Islamique, non islamique, anti islamique?
La question de la nature « islamique » de Daesh fait débat, avec des commentateurs qui affirment qu’il est islamique, Barack Obama qui le considère « non islamique » et d’autres qui vont jusqu’à le qualifier d’« anti islamique ». La question est difficile à trancher tant il y a de façons de conceptualiser ce qu’est (et ce que devrait être) l’Islam et la différence entre le musulman et l’islamiste.
Ce débat est délicat puisqu’il touche au sens que donnent différentes communautés humaines, et différentes personnes, à une croyance fondamentale. L’important, au sujet de Daesh et de son lien avec l’Islam est d’éviter de commettre une généralisation abusive : même si Daesh se revendique de l’Islam, cela ne veut pas dire que les musulmans en général soutiennent les actions de ce groupe. Affirmer cela serait aussi logiquement absurde que de condamner la chrétienté protestante dans son ensemble pour les actes du Ku Klux Klan!
Daesh n’est pas un État, mais…
Pour accéder au statut d’État, et à la personnalité juridique internationale qui le caractérise, une série de conditions doivent être remplies. En principe, tel qu’exprimé en 1933 dans la convention de Montevideo, une organisation peut avoir le statut d’État si on peut déterminer :
- l’existence d’un territoire délimité et déterminé
- l’existence d’une population permanente sur ce territoire
- l’existence d’un gouvernement effectif
- la capacité à entrer en relation avec les autres États
Bien évidemment, il manque à ces conditions un élément politique, c’est-à-dire la reconnaissance par la communauté des États déjà constitués. À défaut de cette reconnaissance, la condition 4 exprimée dans la convention de Montevideo est pratiquement impossible à remplir.
Si un État satisfait les trois premiers critères mais pas le dernier, on parle alors d’un État de facto, plutôt que d’un État de jure qui, lui, possède les caractéristiques constitutives de l’État ainsi que la personnalité juridique internationale.

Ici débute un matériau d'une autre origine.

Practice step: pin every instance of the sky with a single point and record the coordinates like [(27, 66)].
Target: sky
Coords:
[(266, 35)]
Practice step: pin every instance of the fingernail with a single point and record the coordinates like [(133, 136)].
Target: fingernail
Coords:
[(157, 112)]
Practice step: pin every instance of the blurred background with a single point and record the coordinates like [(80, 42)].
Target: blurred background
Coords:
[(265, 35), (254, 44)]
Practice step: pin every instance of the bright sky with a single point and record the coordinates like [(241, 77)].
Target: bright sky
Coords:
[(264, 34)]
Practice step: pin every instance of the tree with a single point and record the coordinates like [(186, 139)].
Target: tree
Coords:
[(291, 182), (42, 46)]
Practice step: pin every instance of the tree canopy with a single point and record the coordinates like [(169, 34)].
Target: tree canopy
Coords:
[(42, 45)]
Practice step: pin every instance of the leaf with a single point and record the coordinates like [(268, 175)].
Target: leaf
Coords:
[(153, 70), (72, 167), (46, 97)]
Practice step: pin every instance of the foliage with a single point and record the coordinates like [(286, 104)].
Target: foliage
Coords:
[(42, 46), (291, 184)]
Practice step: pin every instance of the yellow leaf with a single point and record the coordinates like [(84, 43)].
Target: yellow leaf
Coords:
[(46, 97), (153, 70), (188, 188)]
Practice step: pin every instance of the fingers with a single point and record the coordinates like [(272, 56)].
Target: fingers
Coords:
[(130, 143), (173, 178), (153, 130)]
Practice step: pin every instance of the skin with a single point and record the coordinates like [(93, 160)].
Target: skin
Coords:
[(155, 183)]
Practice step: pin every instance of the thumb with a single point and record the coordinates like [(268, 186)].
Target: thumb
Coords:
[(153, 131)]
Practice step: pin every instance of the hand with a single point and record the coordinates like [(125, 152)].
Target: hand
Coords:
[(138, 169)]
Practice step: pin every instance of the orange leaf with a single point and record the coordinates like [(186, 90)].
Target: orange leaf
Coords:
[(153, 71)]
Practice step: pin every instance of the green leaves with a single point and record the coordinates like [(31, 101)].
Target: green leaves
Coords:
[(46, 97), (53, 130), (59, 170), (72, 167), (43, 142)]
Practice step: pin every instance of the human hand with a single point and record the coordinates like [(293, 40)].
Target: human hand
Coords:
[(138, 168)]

Qu’en est-il de Daesh? Il va de soi que le statut d’État de jure est hors de portée pour Daesh puisqu’aucun État n’a intérêt à reconnaître cette organisation comme un État, ce qui lui conférerait des droits en tant qu’entité souveraine en droit international. D’autant plus que le Conseil de Sécurité de l’ONU a unanimement adopté, en septembre 2014, une résolution qui condamne cette organisation. Comme le résume bien Martin Smith, correspondant de Frontline pour PBS, ce n’est pas demain que nous verrons leurs représentants à l’ONU!
Par contre, il n’est pas complètement infondé de considérer que Daesh remplit certaines conditions constitutives pour être considéré un État de facto. En effet, même si c’est à l’aide d’une interprétation brutale de la charia, force est d’avouer que Daesh remplit certaines des fonctions d’un État, soit l’imposition de la loi et l’ordre sur un territoire qu’elle contrôle exclusivement (quoique imparfaitement).

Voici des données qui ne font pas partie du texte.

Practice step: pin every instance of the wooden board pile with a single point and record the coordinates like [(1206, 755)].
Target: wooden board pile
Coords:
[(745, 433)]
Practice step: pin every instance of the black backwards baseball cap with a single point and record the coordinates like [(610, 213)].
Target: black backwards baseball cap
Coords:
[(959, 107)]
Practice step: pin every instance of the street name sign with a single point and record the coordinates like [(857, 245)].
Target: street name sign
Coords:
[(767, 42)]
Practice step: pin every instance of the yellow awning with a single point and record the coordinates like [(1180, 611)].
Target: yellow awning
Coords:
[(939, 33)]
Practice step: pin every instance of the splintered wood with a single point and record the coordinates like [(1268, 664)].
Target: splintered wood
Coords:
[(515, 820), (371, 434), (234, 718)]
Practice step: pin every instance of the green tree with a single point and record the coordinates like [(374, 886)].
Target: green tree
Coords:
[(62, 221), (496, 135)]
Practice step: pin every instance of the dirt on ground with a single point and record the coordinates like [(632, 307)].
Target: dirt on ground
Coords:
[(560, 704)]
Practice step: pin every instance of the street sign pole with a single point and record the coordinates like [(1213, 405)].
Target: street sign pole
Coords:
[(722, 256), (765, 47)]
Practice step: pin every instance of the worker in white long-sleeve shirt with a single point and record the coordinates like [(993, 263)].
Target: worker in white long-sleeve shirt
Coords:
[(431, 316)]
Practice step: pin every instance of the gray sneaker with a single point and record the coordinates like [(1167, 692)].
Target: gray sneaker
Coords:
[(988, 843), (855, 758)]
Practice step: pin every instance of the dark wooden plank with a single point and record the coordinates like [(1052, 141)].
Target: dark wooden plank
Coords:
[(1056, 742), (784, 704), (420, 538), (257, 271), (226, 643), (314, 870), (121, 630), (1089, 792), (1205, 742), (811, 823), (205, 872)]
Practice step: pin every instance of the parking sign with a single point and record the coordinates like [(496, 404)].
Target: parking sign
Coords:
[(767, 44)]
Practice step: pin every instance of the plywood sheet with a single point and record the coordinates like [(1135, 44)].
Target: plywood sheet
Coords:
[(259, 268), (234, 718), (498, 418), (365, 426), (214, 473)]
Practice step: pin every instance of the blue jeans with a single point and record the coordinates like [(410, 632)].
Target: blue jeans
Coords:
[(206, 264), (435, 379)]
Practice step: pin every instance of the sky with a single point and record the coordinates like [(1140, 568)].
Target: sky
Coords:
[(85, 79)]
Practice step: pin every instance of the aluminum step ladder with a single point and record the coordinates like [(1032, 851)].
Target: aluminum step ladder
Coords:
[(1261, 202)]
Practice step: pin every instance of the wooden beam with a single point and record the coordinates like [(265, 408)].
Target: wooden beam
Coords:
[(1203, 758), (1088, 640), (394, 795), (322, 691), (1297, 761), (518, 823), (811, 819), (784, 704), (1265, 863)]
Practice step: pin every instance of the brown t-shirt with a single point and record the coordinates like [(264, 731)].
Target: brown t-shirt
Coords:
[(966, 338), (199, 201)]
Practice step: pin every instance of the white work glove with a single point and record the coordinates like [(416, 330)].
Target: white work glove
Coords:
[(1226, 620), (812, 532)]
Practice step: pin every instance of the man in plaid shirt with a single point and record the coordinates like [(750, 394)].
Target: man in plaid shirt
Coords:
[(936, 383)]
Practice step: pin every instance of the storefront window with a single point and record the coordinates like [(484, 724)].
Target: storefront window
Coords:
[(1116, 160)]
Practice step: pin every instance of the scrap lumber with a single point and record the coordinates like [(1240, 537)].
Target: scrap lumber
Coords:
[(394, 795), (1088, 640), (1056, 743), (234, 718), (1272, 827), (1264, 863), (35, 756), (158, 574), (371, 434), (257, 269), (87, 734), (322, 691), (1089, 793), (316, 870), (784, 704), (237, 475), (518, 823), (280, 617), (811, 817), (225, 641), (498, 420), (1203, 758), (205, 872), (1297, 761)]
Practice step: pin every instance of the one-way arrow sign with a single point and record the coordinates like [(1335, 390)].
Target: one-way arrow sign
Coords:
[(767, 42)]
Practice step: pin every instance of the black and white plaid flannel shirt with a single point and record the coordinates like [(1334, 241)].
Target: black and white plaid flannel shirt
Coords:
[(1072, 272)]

Charles Lister, de la Brookings Institution à Doha, attire l’attention sur le fait que Daesh est devenu le groupe d’insurgés le plus riche de la planète avec des actifs de quelques milliards de dollars. Ils se seraient aussi dotés d’une bureaucratie centrale dotée de branches locales pour l’implémentation de la coordination militaro-politique.

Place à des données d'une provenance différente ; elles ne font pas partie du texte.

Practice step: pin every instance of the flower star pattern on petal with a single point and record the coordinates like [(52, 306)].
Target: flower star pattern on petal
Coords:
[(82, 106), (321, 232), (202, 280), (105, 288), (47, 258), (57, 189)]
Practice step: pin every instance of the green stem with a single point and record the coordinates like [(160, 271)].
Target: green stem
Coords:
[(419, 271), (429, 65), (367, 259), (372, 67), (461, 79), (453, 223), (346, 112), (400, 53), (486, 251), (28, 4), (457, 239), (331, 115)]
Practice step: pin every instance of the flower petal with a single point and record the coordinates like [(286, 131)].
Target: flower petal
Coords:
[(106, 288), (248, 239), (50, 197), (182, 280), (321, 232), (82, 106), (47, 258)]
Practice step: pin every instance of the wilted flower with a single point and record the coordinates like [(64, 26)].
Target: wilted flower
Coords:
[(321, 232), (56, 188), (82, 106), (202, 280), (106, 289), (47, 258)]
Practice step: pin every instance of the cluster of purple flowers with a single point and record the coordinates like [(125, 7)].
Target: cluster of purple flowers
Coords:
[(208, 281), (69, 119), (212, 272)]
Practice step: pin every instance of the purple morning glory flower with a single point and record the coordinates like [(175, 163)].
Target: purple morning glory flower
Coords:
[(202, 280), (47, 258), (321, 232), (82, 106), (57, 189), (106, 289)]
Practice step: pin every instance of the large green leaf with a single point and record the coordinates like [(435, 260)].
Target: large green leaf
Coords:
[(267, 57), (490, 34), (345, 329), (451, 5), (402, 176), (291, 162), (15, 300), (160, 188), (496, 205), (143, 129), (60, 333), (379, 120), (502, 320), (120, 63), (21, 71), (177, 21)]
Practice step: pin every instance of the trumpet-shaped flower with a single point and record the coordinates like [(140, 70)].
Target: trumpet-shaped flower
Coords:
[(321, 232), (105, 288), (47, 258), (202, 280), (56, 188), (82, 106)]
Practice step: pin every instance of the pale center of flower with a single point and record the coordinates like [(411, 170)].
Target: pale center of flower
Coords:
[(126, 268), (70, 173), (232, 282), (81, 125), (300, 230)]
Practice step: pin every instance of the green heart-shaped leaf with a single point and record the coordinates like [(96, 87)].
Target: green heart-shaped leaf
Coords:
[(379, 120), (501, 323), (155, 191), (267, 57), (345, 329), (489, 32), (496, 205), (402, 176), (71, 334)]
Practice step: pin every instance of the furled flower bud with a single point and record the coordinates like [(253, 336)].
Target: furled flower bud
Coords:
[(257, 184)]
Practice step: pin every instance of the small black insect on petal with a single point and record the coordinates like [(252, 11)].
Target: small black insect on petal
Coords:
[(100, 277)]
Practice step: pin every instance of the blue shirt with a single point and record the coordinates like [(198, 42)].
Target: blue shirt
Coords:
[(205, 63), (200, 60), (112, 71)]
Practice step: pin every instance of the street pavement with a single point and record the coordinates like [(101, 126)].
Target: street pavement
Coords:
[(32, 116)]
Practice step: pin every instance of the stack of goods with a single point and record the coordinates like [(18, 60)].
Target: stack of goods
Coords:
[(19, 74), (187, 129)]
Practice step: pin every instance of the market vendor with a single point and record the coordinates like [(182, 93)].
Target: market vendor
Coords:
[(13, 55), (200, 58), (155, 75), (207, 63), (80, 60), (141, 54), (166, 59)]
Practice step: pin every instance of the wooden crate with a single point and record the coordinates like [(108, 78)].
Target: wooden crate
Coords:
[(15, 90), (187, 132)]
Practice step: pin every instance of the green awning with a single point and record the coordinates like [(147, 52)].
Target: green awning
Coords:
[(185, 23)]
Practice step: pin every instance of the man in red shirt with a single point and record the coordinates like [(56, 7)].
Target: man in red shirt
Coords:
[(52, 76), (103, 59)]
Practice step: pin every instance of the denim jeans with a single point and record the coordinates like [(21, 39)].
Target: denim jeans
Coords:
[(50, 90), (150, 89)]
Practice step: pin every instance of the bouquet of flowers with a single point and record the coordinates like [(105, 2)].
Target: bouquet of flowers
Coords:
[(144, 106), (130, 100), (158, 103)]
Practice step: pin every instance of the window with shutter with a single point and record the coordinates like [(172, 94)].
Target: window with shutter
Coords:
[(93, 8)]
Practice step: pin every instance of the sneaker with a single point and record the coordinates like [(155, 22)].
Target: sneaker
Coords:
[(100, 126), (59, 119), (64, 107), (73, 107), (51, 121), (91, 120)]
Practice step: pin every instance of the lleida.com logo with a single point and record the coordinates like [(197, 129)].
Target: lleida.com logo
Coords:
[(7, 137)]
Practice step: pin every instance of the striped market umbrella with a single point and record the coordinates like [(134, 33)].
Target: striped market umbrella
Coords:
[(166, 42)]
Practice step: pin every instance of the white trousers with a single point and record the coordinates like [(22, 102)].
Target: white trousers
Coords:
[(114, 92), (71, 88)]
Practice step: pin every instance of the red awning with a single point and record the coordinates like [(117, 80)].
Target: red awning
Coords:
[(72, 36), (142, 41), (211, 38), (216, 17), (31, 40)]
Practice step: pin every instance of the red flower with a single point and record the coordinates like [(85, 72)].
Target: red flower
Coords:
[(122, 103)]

Évidemment, la richesse pétrolière contrôlée par Daesh ne suffit pas à gouverner adéquatement le territoire qu’elle contrôle … et elle ne contrôle pas réellement son territoire de manière efficace. Malgré ces bémols, aux yeux de John Nagl, ancien Lieutenant-Colonel de l’armée américaine et penseur important de la contre-insurrection, Daesh a une prétention raisonnable au statut d’État de fait, un développement inquiétant!
Fait intéressant à noter, les autorités françaises et égyptiennes ont énoncé leur intention de retirer, dans le discours public, toute association de ce groupe d’avec le mot État ou avec l’Islam, ce qui pourrait légitimer leur mouvement. La France retient Daesh alors que l’Égypte préfère parler de « Séparatistes d’al-Qaida en Iraq et Syrie » (SQIS).
Daesh : une approche différente de celle d’al-Qaida
Si Daesh et al-Qaida partagent un objectif commun, un califat universel sous la gouverne de leur interprétation radicale de l’Islam, leur structure et leurs moyens d’y arriver diffèrent grandement. Alors qu’al-Qaida fonctionne en nébuleuse, c’est-à-dire une organisation dématérialisée qui coordonne plutôt que dirige les actions de ses membres partout sur la planète, Daesh opte pour une structure hiérarchique formelle qui prend contrôle d’un territoire.
Al-Qaida, pour réaliser son objectif à long terme d’un califat universel, passe par le terrorisme international, qui n’implique pas de contrôler un territoire mais plutôt de briser le moral de l’adversaire, l’Occident impérialiste, grâce à des attentats qui auront pour effet de terroriser l’ennemi. Le financement d’al-Qaida est maintenant basé essentiellement sur les rançons versées en échange d’otages.
De son côté, tel qu’expliqué dans un article précédent de Monde68, la nature territorialement ancrée de Daesh change sa méthode, la guérilla d’abord puis la guerre de conquête en bonne et due forme ensuite, ainsi que sa façon de se financer, taxes (ou racket…), pillage et pétrole.
Daesh, fort et vulnérable – al-Qaida, faible et évasive
Paradoxalement, cette volonté de Daesh de devenir un véritable État en contrôlant un territoire qui constitue sa force est aussi sa principale faiblesse. Si al-Qaida est plus faible qu’autrefois, les perspectives de l’éliminer définitivement par la voie militaire ou judiciaire ne sont pas évidentes. En effet, la caractéristique principale d’une organisation en nébuleuse comme al-Qaida est de ne pas être centralisée, de ne pas pouvoir être détruite en « coupant la tête. » D’une certaine façon, vaincre al-Qaida nécessite de vaincre leur pouvoir d’attraction idéologique, ce qui n’est pas une mince affaire!
Daesh, de son côté, avec son organisation hiérarchique centralisée s’apparente à un État. Ayant une base territoriale et des troupes, il est possible de les bombarder et de « couper les têtes dirigeantes » par la force. Puisque Daesh prétend agir comme un gouvernement, il a nécessairement besoin d’une forme de légitimité. Bien entendu, au plus fort des combats, la répression peut remplacer la légitimité, mais les populations ne pourront indéfiniment être tenues en état de terreur par Daesh… Une autre force, qui peut se transformer en faiblesse, est sa base financière qui peut, elle aussi, être attaquée et détruite de l’extérieur.